Australia doesn’t get a gold star for not being the Morrison government
SHARM EL-SHEIKH, 15 November 2022 - Today’s national statement from the Australian government at COP27 was another missed opportunity to back up the Australian government’s stated goals for the conference and support its Pacific neighbours on the key existential issue of loss and damage, Greenpeace Australia Pacific says.
In announcing Australia is back as a constructive, positive and willing climate collaborator, Climate Change and Energy Minister Chris Bowen talked to the Australian government’s bid to co-host COP31 with the Pacific, mentioning the previously announced $900 million in the federal budget towards aid for Pacific nations and claiming Pacific voices have led the climate debate for decades and “they must be heard”. However, today’s statement contained no new funding or policy commitments, particularly on the Pacific’s key demand for a dedicated loss and damage finance facility.
Shiva Gounden, Pacific advisor at Greenpeace Australia Pacific, said it is disappointing that, despite now being in the second week of COP27, the Australian government continued to be all talk while delivering little action.
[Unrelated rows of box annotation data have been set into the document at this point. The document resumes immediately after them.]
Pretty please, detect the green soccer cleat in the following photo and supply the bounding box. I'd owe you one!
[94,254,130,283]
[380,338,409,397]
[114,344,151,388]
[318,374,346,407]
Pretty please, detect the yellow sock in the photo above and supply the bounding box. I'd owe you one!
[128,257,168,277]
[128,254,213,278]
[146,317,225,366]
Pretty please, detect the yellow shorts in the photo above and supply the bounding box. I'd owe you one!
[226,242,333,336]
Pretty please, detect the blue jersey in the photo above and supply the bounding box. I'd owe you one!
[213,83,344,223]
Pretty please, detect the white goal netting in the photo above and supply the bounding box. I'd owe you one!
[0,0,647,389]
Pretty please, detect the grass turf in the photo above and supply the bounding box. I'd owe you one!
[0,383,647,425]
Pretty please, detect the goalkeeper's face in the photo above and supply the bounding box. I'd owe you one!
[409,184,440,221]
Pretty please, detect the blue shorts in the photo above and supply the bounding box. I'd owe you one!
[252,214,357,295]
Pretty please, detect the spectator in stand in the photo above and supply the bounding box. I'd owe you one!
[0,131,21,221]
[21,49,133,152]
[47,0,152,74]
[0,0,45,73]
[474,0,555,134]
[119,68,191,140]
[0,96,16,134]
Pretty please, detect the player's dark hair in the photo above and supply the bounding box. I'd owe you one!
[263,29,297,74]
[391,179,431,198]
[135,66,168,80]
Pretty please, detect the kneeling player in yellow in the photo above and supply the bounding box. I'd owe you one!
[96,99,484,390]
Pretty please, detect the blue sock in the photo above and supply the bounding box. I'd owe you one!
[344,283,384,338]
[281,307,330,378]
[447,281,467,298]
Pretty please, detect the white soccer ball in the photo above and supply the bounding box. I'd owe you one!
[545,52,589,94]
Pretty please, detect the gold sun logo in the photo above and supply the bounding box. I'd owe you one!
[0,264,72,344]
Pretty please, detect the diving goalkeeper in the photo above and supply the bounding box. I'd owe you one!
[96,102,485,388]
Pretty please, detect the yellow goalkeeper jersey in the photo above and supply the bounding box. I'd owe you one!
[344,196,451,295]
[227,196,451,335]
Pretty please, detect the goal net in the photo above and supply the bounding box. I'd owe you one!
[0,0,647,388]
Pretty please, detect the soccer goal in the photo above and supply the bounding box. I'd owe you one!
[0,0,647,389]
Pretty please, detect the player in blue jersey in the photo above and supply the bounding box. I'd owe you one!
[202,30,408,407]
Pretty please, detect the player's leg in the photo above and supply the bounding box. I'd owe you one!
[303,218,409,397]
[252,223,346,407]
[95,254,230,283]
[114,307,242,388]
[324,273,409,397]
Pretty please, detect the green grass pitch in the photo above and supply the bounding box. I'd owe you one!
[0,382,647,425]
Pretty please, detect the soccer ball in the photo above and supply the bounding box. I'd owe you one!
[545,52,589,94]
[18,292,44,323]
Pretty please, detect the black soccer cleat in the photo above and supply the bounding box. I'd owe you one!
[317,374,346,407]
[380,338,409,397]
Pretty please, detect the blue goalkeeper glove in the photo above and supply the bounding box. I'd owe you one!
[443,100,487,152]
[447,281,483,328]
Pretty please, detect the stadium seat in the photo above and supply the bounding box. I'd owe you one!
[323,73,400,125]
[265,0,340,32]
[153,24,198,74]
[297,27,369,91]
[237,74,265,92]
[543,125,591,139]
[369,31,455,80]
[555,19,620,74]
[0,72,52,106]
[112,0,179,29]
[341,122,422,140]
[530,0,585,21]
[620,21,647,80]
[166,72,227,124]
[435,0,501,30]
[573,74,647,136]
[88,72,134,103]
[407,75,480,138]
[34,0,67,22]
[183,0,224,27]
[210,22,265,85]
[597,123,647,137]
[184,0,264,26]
“The Australian government certainly sounds better than the previous government on climate, but a lack of action means they are failing to meet the promise of their talking points. Simply being better than their Scott Morrison-led predecessors is not good enough, and it shouldn’t earn a gold star from anyone.
“Australia is still ‘very low performing’ on the annual climate change performance index, only rising four places to rank 55th out of 63 countries. Australia cannot be a very low performing country on the issue of loss and damage, particularly given the government’s rhetoric on supporting its Pacific neighbours and co-hosting COP31.
“The idea of loss and damage was actually born in the Pacific some thirty years ago. Pacific Island nations are on the frontlines of the climate crisis and at the forefront of the fight for climate justice.
“We have been calling for loss and damage funding for thirty years so we urge the Australian government to step up, hear us, and answer these calls. We cannot keep kicking the can down the road on loss and damage.
“It’s time for the Australian government to convert its rhetoric on the Pacific and climate into action by supporting the establishment of a dedicated loss and damage finance facility at COP27.”
Ulaiasi Tuikoro, Fijian climate activist and representative of the Pacific Youth Council, said that while the Australian government claimed to be listening to the Pacific, it isn’t hearing the clear calls.
“The Australian government is right to say the Pacific has been leading the debate on climate for decades. But no matter how long or how loudly we speak, we are still not being listened to.
“We do not need more empty talk. We need clear and urgent action. Lives and livelihoods are being destroyed, and we have no time to waste. Australia and other developed countries must support the establishment of a loss and damage finance facility at COP27.
“Australia is part of the Pacific family. Families listen, they act, they come together when times are tough. That is what Australia must now do. Enough talking, we need action.”